4. Conhecimento do pressuposto da competência
Independentemente da qualificação doutrinal da aplicabilidade da lei penal pelos tribunais de Macau, a falta de jurisdição dos tribunais de Macau, em face do disposto nos artigos 4.º e 5.º do Código Penal, é tratada como excepção dilatória, por falta de um pressuposto processual, a jurisdição ou competência dos tribunais de Macau. É isso que resulta dos artigos 21.º e 22.º, designadamente do n.º 3, do Código de Processo Penal e 413.º, alínea a) do Código de Processo Civil.
Quando os factos atinentes ao pressuposto processual da jurisdição são controvertidos, deve relegar-se a apreciação dele para a sentença, após produção de prova da matéria da excepção juntamente com a da causa, nos termos do artigo 429.º, n.º 3, do Código de Processo Civil1, aplicável subsidiariamente nos termos do artigo 4.º do Código de Processo Penal.
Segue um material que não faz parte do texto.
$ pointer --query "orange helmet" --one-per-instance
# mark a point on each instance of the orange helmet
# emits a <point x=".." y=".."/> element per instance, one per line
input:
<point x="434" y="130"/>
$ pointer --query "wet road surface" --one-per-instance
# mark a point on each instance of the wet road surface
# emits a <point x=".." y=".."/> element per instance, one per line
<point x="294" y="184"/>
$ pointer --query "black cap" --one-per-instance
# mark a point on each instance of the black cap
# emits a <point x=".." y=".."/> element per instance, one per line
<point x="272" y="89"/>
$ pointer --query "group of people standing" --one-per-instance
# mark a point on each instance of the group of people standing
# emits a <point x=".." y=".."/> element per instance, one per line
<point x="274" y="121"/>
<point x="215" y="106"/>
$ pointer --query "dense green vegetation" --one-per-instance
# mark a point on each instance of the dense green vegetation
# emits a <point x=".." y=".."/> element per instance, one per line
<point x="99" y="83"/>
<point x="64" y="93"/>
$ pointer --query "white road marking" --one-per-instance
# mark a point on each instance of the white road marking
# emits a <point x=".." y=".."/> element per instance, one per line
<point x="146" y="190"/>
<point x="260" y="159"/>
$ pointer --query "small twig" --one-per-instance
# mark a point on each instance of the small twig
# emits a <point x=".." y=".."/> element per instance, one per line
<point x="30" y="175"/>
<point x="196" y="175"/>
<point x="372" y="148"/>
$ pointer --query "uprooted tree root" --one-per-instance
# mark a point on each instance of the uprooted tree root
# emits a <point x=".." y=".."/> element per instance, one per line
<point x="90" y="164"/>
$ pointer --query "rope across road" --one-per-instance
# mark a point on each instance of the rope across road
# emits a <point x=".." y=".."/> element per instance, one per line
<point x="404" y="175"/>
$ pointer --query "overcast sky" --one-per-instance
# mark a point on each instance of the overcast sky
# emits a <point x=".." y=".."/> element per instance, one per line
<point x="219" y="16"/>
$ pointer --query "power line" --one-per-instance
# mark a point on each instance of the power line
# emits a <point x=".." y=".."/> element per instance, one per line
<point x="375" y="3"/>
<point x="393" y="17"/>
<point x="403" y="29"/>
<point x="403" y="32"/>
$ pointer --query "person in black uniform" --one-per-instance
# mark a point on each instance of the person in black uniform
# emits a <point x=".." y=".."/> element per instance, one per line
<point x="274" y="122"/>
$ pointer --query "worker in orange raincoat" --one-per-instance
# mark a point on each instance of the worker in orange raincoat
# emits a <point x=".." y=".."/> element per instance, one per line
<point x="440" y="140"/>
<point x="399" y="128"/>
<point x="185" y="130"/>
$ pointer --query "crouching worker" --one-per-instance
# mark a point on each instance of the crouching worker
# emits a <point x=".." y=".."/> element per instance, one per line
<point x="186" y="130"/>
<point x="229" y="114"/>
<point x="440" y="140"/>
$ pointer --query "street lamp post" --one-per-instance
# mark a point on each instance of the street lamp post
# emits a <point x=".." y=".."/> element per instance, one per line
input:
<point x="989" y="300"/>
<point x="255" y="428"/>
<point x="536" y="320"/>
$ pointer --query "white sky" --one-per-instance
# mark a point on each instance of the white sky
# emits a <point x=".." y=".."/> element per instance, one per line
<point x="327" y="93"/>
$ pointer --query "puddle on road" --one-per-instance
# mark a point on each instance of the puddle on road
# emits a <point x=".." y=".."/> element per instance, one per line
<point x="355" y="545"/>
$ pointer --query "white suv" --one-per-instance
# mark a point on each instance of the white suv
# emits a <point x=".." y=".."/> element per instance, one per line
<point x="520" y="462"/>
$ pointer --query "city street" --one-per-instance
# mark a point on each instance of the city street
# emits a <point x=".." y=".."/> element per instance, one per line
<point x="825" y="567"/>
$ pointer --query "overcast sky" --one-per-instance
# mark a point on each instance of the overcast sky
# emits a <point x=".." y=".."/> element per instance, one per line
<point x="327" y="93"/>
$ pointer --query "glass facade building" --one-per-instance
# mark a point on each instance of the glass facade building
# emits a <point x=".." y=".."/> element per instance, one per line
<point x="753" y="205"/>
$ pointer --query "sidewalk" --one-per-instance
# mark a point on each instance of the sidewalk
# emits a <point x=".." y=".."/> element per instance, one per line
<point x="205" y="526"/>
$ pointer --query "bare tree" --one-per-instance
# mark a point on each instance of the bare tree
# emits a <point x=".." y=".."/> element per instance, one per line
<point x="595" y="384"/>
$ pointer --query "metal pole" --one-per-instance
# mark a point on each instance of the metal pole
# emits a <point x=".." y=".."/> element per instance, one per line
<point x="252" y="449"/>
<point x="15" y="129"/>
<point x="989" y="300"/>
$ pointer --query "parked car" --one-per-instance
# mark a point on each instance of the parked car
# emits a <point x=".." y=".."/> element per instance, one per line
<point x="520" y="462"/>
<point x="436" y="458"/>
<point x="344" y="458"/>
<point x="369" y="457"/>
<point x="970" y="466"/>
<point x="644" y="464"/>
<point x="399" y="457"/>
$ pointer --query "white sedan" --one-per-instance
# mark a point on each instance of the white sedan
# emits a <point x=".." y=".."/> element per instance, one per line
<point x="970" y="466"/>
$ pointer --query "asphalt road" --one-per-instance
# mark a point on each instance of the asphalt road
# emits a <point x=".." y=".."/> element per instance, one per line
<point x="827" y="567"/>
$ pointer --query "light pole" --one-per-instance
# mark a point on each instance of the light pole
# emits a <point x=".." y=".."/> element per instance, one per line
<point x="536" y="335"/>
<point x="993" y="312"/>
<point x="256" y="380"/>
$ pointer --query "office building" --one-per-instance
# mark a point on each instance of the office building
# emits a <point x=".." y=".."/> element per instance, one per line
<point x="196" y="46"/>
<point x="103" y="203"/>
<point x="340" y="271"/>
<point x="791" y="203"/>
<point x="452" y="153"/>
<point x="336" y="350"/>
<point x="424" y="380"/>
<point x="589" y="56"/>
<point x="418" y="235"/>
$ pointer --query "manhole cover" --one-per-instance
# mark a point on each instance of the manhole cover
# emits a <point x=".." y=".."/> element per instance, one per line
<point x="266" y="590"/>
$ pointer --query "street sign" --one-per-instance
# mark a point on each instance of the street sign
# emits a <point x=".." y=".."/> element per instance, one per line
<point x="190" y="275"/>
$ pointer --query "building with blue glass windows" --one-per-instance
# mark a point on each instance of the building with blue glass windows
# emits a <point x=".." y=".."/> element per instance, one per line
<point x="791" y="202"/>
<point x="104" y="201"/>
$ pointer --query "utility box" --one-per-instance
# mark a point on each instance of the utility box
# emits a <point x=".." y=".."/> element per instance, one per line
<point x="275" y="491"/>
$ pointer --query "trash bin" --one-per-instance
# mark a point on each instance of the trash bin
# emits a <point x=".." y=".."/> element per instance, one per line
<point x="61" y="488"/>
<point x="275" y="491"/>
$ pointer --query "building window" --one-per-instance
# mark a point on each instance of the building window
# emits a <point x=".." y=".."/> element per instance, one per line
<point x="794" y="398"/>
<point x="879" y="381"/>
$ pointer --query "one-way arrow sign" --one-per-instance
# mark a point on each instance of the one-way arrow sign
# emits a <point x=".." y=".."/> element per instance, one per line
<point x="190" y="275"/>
Em conclusão, o acórdão recorrido tinha razão ao dizer que antes do julgamento não era possível dizer que o crime foi praticado em Hong Kong, tendo andado menos bem ao decidir que a lei penal de Macau é aplicável ao caso. Nada obsta a que se relegue o conhecimento da questão para a sentença, apesar de a recorrente pretender mais, o arquivamento do processo.

IV – Decisão
Face ao expendido, concedem provimento parcial ao recurso, revogam o acórdão recorrido e relegam para a sentença a decisão sobre a jurisdição dos tribunais de Macau para o julgamento do crime de falsificação.
Custas pela arguida, com taxa de justiça fixada em 6 UC.
Macau, 22 de Janeiro de 2016.
Juízes: Viriato Manuel Pinheiro de Lima (Relator) – Song Man Lei – Sam Hou Fai

     1 Neste sentido, CÂNDIDA PIRES e VIRIATO LIMA, Código de Processo Civil Anotado e Comentado, Macau, 2006, Volume I, p. 123. Para o Direito Português, face a evolução semelhante, J. LEBRE DE FREITAS, JOÃO REDINHA E RUI PINTO, Código de Processo Civil Anotado, Coimbra, Coimbra Editora, 2008, Volume 1.º, 2.ª edição, p. 203, no mesmo sentido.